How about a master list of arm processors, the port location, author/maintainer toochain, peripherals supported, version of Linux kernel, device drivers available, etc etc. ALL specific to embedded linux ala-debian. That way somebody could quickly research what ARM chipsets to use for a new design, and the current state of the Debian-ARM TOOLS. I'm talking to a company right now about building an arm based router, with embedded
DSU/CSU, and they are asking me which ARM chip I'd like on the board.
It's been almost a year since my last arm project, so I do not know who has
2.6 based kernels and tools. I did specifiy DEBIAN, because at the end of
the day, if I have to re-invent the wheel, It has to be DEBIAN....

That said I am frequently asked to be involved in ARM-DEBIAN decisions
by small embedded and manufacturing companies, because I have shown
some cool products in the past. HOWEVER, it is an uphill journey every
time. Most embedded vendors do not want to move to a 2.6 kernel base.
I'm very tired of proprietary embedded linux marketing. I think this is an
excellent place for ARM to set the standard, and what better platform
than DEBIAN..... It not that a vendor offeing embedded linux is a bad
idea, it's all of the crap that they inject, so as to make you think you
actually needs their confusion to be successful with embedded linux.
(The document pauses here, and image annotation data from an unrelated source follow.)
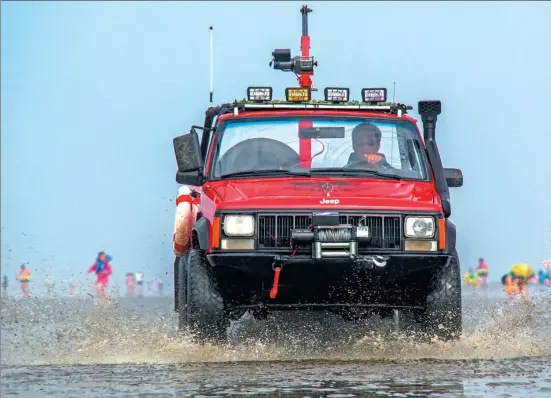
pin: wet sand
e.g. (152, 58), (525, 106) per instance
(1, 285), (551, 397)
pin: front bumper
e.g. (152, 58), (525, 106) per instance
(207, 252), (451, 275)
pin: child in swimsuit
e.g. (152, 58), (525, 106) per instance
(87, 252), (113, 304)
(15, 264), (31, 298)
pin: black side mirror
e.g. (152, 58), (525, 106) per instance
(444, 169), (463, 188)
(176, 170), (205, 187)
(172, 128), (203, 173)
(172, 128), (204, 186)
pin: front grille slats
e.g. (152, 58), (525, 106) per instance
(257, 214), (402, 250)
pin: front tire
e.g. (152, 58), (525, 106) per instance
(422, 250), (463, 341)
(185, 249), (229, 343)
(176, 253), (187, 333)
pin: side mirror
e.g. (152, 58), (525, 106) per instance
(444, 169), (463, 188)
(176, 170), (204, 187)
(172, 128), (203, 173)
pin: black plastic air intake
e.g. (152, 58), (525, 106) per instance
(419, 100), (442, 141)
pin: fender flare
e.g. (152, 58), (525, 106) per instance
(193, 217), (210, 250)
(446, 218), (457, 253)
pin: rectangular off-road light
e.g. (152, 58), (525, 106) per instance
(362, 88), (386, 102)
(285, 87), (312, 102)
(247, 87), (272, 102)
(324, 87), (350, 102)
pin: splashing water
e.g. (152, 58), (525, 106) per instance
(1, 288), (551, 365)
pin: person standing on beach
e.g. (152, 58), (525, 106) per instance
(15, 264), (31, 298)
(135, 272), (144, 297)
(87, 251), (113, 304)
(476, 257), (488, 287)
(2, 275), (8, 297)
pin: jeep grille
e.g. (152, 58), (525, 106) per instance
(257, 213), (402, 250)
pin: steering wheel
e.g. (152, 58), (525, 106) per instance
(217, 138), (299, 175)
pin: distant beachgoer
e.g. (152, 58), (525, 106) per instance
(2, 275), (8, 297)
(135, 272), (144, 297)
(126, 272), (136, 297)
(476, 257), (488, 287)
(463, 268), (480, 289)
(44, 276), (55, 296)
(509, 263), (535, 304)
(15, 264), (31, 298)
(69, 282), (77, 294)
(501, 274), (520, 300)
(157, 278), (165, 296)
(86, 251), (113, 304)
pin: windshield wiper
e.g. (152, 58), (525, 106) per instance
(220, 169), (310, 178)
(309, 167), (402, 180)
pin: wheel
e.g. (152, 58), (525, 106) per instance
(422, 250), (463, 341)
(184, 249), (229, 343)
(175, 253), (187, 333)
(172, 257), (182, 312)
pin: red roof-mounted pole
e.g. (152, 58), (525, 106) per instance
(298, 5), (314, 90)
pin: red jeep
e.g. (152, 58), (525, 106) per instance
(170, 7), (463, 341)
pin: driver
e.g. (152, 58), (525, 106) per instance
(348, 123), (391, 168)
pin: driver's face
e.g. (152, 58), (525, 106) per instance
(357, 132), (381, 155)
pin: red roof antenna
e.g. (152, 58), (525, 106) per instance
(270, 5), (318, 91)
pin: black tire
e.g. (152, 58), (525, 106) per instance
(422, 250), (463, 341)
(175, 253), (187, 333)
(185, 249), (229, 343)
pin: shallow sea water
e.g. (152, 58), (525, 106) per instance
(0, 285), (551, 398)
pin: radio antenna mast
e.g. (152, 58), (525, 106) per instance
(209, 25), (214, 106)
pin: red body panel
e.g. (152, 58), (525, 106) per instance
(201, 176), (441, 213)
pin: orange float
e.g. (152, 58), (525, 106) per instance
(172, 185), (193, 257)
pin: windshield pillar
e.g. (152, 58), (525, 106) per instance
(297, 120), (314, 169)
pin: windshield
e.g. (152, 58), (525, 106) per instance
(211, 116), (427, 180)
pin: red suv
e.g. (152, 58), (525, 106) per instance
(174, 91), (463, 341)
(174, 6), (463, 342)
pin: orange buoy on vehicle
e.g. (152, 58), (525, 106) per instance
(172, 185), (196, 257)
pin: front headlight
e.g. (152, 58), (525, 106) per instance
(224, 215), (254, 236)
(404, 216), (434, 238)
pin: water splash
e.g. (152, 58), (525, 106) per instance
(1, 290), (551, 364)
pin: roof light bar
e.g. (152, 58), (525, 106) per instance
(362, 88), (386, 103)
(324, 87), (350, 102)
(247, 87), (273, 102)
(285, 87), (312, 102)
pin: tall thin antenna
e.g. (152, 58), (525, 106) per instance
(209, 25), (214, 105)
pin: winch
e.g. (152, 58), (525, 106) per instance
(291, 212), (371, 259)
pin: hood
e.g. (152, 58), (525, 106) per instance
(207, 177), (441, 211)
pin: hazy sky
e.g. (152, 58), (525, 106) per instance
(1, 1), (551, 290)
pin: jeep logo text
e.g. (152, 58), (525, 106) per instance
(320, 198), (340, 205)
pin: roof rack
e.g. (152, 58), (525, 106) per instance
(234, 101), (413, 114)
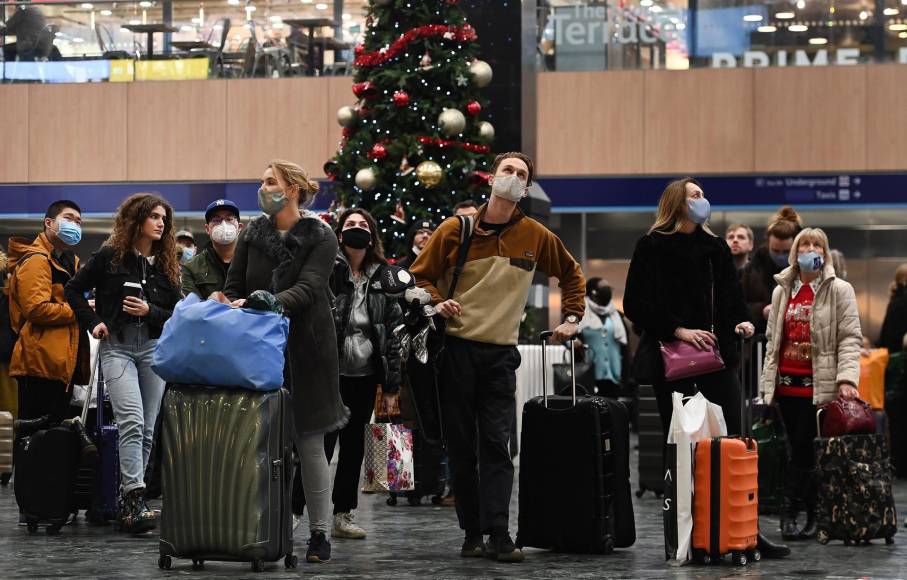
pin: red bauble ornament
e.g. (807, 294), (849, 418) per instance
(353, 81), (378, 99)
(394, 91), (409, 109)
(368, 143), (387, 161)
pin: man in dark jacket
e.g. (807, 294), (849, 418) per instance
(181, 199), (243, 300)
(397, 220), (435, 269)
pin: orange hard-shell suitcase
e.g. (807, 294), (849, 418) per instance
(693, 437), (761, 566)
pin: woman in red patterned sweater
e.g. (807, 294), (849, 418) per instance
(762, 228), (862, 540)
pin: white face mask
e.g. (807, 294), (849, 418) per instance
(491, 174), (526, 203)
(211, 222), (239, 246)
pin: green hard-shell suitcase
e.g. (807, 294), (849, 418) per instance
(158, 385), (297, 571)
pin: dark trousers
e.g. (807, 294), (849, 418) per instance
(16, 377), (75, 423)
(777, 397), (816, 471)
(324, 375), (378, 514)
(655, 369), (742, 436)
(442, 336), (520, 535)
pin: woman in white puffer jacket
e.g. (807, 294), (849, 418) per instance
(761, 228), (863, 540)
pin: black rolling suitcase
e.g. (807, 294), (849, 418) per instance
(516, 331), (636, 554)
(636, 385), (665, 497)
(158, 385), (297, 572)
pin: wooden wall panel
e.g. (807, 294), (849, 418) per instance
(644, 69), (753, 174)
(537, 71), (643, 176)
(28, 84), (127, 183)
(0, 85), (28, 183)
(326, 77), (356, 175)
(755, 66), (874, 172)
(128, 81), (227, 181)
(226, 78), (329, 179)
(866, 64), (907, 170)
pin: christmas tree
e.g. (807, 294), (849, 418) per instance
(325, 0), (494, 256)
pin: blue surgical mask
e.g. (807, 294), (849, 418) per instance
(57, 218), (82, 246)
(768, 250), (790, 268)
(797, 252), (824, 273)
(687, 197), (712, 226)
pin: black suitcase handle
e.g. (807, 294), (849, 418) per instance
(539, 330), (576, 409)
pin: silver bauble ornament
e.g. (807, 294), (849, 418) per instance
(356, 167), (378, 191)
(469, 60), (493, 89)
(438, 109), (466, 137)
(479, 121), (494, 143)
(337, 106), (359, 128)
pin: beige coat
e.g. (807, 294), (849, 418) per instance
(762, 264), (863, 405)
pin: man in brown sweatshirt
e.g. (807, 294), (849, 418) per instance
(410, 153), (586, 562)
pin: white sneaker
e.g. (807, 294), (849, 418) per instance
(331, 512), (366, 540)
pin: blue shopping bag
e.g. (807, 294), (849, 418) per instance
(151, 294), (290, 391)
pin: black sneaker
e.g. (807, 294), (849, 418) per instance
(460, 534), (485, 558)
(485, 534), (523, 562)
(305, 532), (331, 564)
Many of us do not have to the ability to only work on embedded linux
or on  a Debian development host. But, when we have a chance to
use that (optimal) platform, it needs to be quick for us to come up
to speed with the choices, the tool chains, and outsourcing options
( that is consulting dollars for persons who know this optimal platform
better than I do, so they can save my bacon for some quick cash!)

In my opinion this approach will put DEBIAN in the forefront
of embedded system development. I run my mouth quite a lot,
but, the problem is now they like what they here, and I struggle....

I'm evaluating a project for a company that uses a DSP bios
under "embedded linux". What a disaster, we reverse engineered
a phat-file system in a few hours for the DSP. The DSP vendor
could not even get phat-16 working. using their dsp-bios.
Why use there crap? 3 other device drivers were much simpler,
faster and less impact on the DSP, without their DSP-bios.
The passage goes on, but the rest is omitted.